The drone tech company announced Monday that it has excised 750,000 outstanding warrants on its stock, which will bring in nearly $5 million in new funding.
Bringing in $4.875 million, to be more precise, the exercise allows Red Cat to secure fresh capital without needing to further dilute its stake in the company. That fresh cash can be used to speed up its expansion into the ever-growing defense drone market, of which it is a major player.
“This additional $4.875 million in funding extends our runway and enables us to pursue other non-dilutive capital opportunities,” Jeff Thompson, Red Cat CEO, said in a statement. “Over the past few weeks, we have streamlined our cap table by paying off debt and removing warrants. This also allows us to accelerate hiring for our new production facility in Long Beach.”

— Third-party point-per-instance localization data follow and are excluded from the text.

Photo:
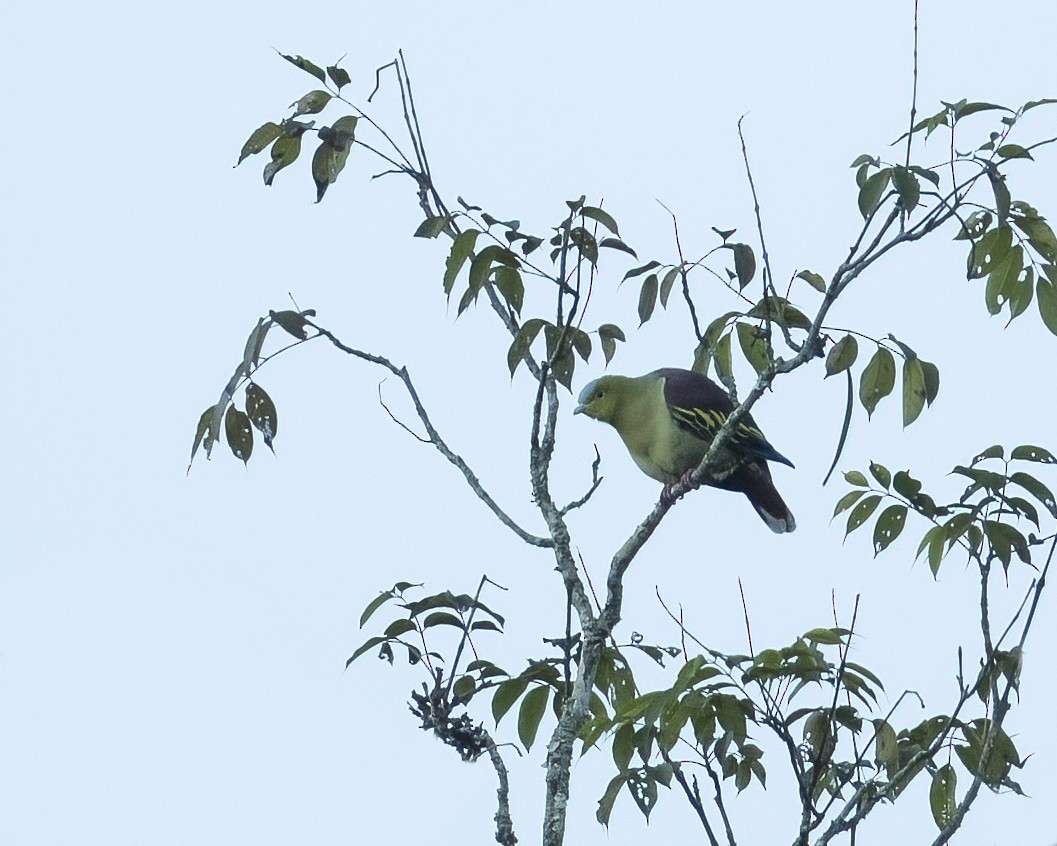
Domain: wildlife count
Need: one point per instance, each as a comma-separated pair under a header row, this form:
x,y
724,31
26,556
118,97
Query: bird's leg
x,y
684,481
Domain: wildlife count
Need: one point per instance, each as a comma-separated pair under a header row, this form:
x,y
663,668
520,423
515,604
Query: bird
x,y
668,418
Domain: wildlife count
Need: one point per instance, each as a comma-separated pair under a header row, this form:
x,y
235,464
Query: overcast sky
x,y
172,647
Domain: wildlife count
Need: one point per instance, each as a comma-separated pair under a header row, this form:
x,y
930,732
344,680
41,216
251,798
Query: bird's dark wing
x,y
701,407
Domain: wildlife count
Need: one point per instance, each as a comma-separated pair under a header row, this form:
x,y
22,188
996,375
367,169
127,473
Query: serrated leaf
x,y
261,136
877,380
861,513
813,279
239,433
648,298
262,412
533,707
841,355
308,67
462,247
871,191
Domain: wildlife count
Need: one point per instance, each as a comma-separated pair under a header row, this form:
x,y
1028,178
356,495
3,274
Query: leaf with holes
x,y
877,380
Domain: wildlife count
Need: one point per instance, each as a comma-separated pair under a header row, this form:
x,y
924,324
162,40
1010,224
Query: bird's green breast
x,y
655,442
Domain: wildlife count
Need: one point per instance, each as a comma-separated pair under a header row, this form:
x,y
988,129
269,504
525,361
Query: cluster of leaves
x,y
284,138
980,521
260,411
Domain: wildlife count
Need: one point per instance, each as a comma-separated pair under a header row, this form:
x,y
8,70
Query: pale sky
x,y
172,647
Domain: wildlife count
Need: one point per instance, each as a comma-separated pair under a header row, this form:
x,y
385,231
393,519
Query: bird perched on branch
x,y
668,419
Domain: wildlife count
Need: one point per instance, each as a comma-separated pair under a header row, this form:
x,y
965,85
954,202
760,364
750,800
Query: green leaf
x,y
586,242
1002,280
533,707
640,271
861,513
913,390
615,243
609,334
306,66
879,472
284,152
506,695
522,341
511,286
1027,453
647,298
744,263
931,373
666,284
877,380
603,217
204,436
1036,489
262,412
871,191
847,501
1046,297
986,253
942,795
240,434
813,279
889,527
259,140
933,540
722,356
374,604
753,346
338,76
462,247
644,790
609,798
432,226
841,355
1013,151
291,322
906,185
313,103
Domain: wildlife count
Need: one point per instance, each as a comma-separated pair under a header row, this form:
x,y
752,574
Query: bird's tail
x,y
755,482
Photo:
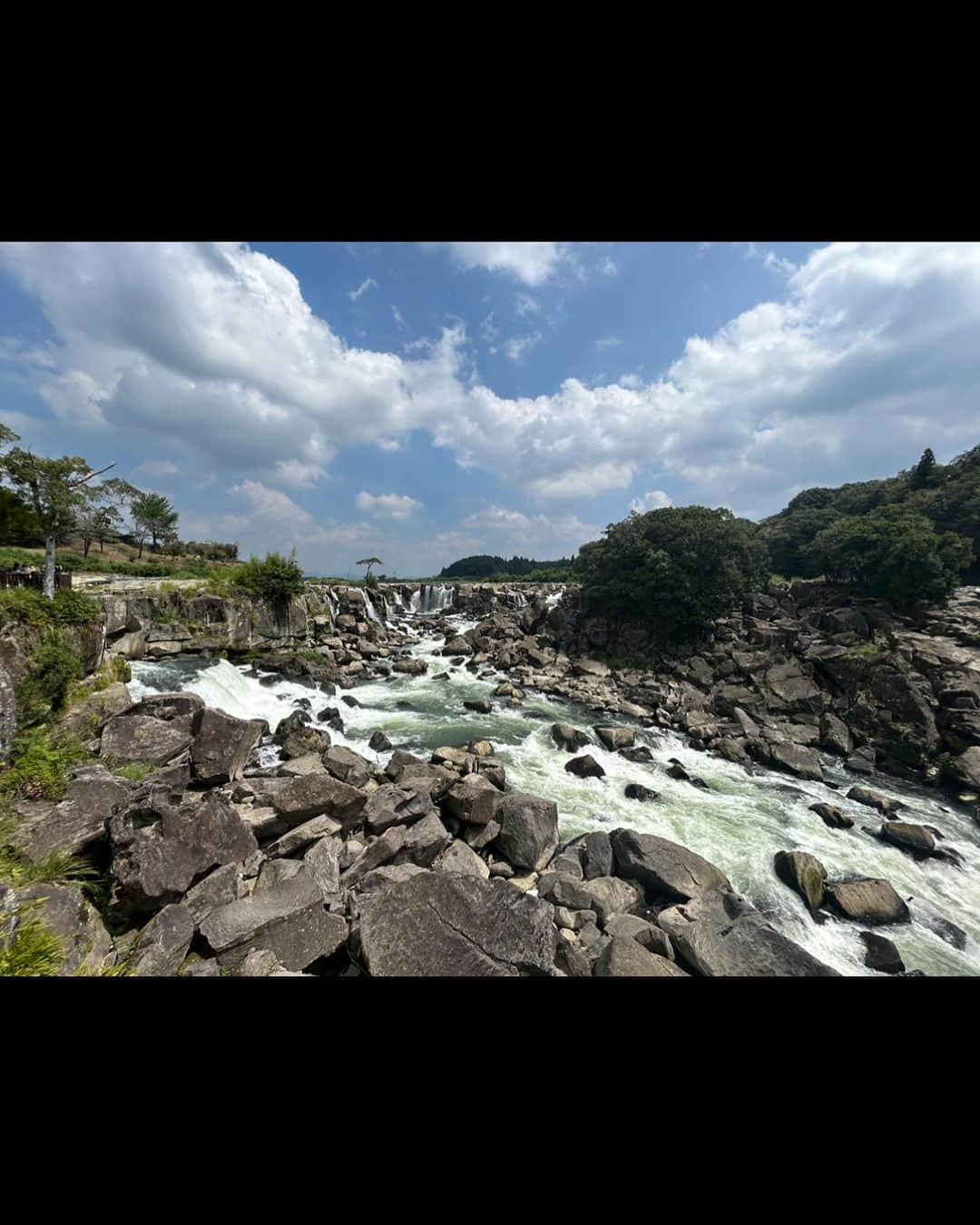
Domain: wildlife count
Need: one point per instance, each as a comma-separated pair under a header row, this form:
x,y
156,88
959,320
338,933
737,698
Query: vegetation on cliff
x,y
676,569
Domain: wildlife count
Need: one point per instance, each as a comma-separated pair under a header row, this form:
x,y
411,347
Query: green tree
x,y
55,492
369,563
893,553
678,569
153,516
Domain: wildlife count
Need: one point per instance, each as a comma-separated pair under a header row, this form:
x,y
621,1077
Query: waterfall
x,y
433,598
369,606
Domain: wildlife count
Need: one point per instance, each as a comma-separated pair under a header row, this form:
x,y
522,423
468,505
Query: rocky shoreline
x,y
329,864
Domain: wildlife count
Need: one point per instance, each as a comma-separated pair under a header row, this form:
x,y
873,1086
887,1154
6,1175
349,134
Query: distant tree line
x,y
500,570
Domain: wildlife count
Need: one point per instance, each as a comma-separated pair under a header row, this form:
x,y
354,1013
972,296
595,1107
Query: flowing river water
x,y
739,825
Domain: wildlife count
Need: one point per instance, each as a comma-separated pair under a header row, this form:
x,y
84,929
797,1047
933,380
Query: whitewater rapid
x,y
739,825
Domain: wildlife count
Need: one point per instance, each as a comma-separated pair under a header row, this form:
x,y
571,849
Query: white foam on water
x,y
739,825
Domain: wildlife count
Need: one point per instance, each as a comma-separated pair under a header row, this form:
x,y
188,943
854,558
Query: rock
x,y
874,800
296,738
443,924
93,797
158,850
804,874
665,868
462,797
318,794
584,767
914,839
412,667
287,920
528,826
426,840
798,760
300,837
380,851
609,896
720,934
868,902
625,957
140,738
832,816
616,738
64,909
569,738
965,769
163,944
222,746
396,805
217,889
91,713
881,953
461,858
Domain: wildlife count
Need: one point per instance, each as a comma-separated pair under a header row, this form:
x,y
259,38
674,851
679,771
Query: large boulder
x,y
315,794
528,826
142,738
222,746
625,957
158,850
665,868
804,874
163,944
288,919
86,946
868,902
720,934
93,797
443,924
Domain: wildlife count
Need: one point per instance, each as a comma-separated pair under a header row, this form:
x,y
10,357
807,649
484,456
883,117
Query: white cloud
x,y
518,347
531,262
867,354
653,500
156,468
368,283
391,505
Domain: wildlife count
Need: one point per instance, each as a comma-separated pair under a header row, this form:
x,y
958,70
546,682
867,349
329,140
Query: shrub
x,y
275,577
678,569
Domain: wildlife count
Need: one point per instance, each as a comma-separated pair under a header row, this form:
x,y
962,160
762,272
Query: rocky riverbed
x,y
440,794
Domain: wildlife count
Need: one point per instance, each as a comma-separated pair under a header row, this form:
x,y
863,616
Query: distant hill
x,y
500,569
948,495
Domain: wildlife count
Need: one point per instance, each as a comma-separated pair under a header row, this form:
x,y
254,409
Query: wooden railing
x,y
34,578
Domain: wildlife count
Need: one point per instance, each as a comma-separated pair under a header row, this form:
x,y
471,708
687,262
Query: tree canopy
x,y
676,569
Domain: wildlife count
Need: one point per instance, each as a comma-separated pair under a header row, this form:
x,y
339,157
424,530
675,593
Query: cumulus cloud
x,y
392,505
653,500
867,356
531,262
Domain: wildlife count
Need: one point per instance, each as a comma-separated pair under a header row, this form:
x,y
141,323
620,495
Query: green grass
x,y
41,761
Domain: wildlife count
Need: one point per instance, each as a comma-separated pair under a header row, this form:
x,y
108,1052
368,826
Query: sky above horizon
x,y
426,401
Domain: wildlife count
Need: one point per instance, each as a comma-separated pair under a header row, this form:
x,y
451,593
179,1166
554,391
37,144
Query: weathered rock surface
x,y
447,925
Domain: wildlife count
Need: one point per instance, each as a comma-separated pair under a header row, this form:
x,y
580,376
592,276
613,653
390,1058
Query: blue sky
x,y
423,401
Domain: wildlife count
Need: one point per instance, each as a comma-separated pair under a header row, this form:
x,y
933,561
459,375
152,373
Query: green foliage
x,y
275,577
678,569
39,765
497,570
892,553
34,951
55,667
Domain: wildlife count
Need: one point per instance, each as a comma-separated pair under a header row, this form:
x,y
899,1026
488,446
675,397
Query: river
x,y
739,825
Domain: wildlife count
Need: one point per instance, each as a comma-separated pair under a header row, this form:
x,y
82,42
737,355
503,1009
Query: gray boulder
x,y
222,746
288,920
443,924
665,868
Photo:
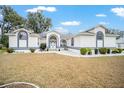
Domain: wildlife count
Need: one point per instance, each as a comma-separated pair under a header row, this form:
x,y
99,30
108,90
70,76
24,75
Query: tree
x,y
11,20
38,22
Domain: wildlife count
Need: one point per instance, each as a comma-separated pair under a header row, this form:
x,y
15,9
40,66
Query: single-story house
x,y
96,37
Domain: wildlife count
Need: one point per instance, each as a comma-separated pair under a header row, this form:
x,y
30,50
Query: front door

Red Cat has seen great success with its Teal 2 drone, inking deals with the US Air Force, Customs and Border Protection, and NATO allies. Having one of the best thermal sensors on the market while also being on the BlueUAS list has given it priority in the national defense space that civil drone leaders like DJI and Autel can’t compete with.
The company has also expanded its lineup with the acquisition of FlightWave, another Blue UAS provider that has begun to rack up contracts for its Edge 130 drone.
As money from private investors and governments worldwide floods into the industry, companies like Red Cat stand to become massive players in what will become the future of how wars are waged.